Mobility offers agency, autonomy, and hope as it removes barriers and creates possibilities. It empowers people by removing fetters that limit motility and unlock opportunity to learn, work, build social relationships, and enjoy leisure. Women, people of color, individuals with disabilities, all people can benefit from it as we remove barriers and eliminate discrimination and hatred, a crucial lesson we can take from our own experiences with isolation and immobility of the past year.

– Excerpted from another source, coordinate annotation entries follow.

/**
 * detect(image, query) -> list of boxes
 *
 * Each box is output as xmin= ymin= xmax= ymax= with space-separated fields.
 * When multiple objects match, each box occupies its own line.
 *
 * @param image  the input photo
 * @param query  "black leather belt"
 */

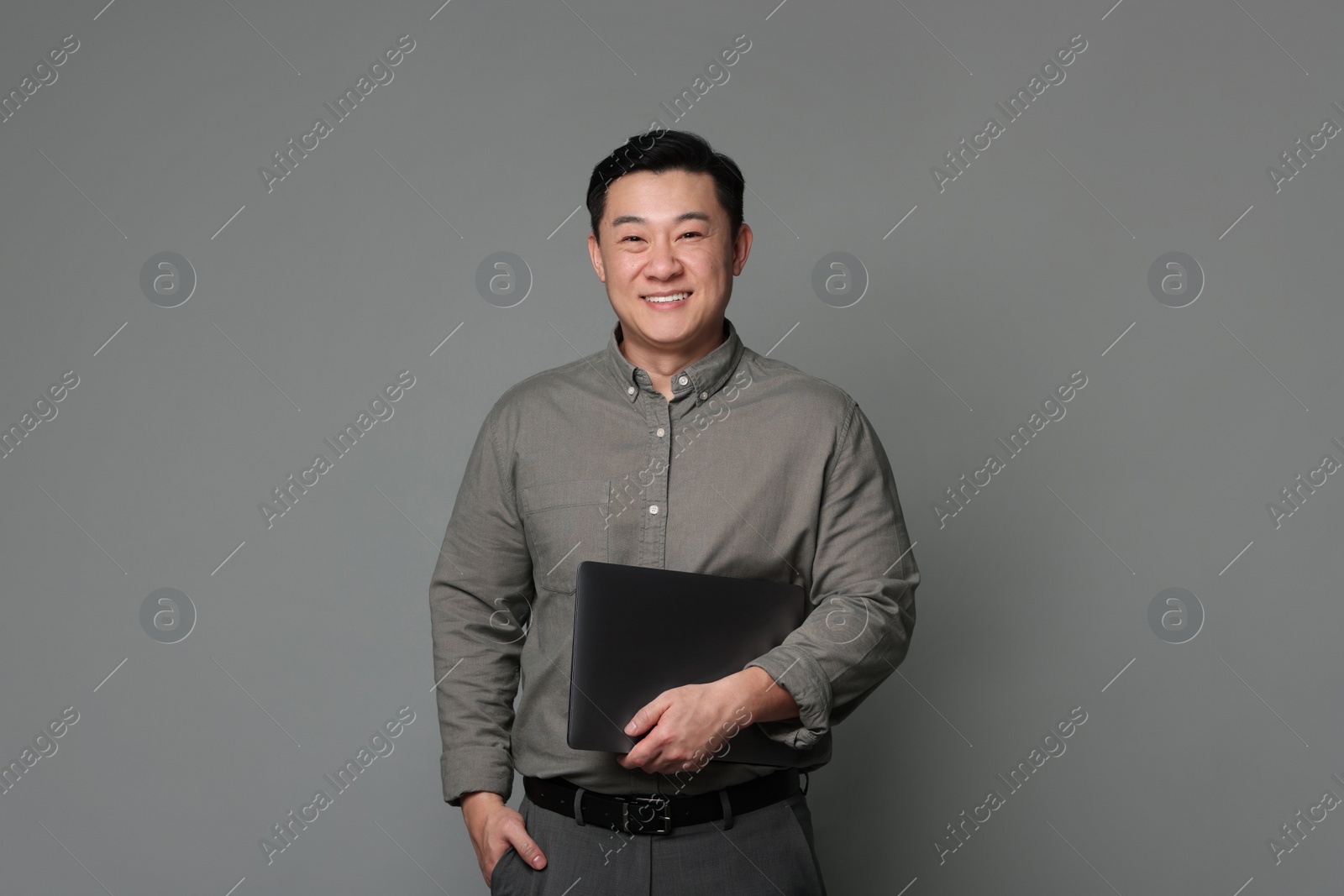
xmin=522 ymin=768 xmax=801 ymax=834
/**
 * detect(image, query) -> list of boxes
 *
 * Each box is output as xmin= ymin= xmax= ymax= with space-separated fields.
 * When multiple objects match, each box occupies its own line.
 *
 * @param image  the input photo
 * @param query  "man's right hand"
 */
xmin=462 ymin=790 xmax=546 ymax=887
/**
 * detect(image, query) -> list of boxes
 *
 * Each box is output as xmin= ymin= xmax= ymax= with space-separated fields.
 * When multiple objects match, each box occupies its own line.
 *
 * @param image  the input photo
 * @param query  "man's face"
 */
xmin=589 ymin=170 xmax=751 ymax=354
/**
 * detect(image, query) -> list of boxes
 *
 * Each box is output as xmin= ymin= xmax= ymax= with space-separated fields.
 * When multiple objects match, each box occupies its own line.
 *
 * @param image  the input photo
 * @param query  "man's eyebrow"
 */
xmin=612 ymin=211 xmax=710 ymax=227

This is the type of society that Paul described in Ephesians 2:19 when he wrote, “Now therefore ye are no more strangers and foreigners, but fellowcitizens with the saints, and of the household of God.” As we come together, our individual differences give way to our common fellowship, discipleship, and spiritual sisterhood and brotherhood that unimpeded mobility fosters. Unity of faith and purpose will result in the Zion society envisioned in Moses 7: 18 in which people are of one heart and one mind, live together in righteousness, and have no poor among them. In a season in which we celebrate Black History Month, Women’s History Month, and Asian American and Pacific Islander Heritage Month, we need to take time to praise mobility in all its forms and for all people.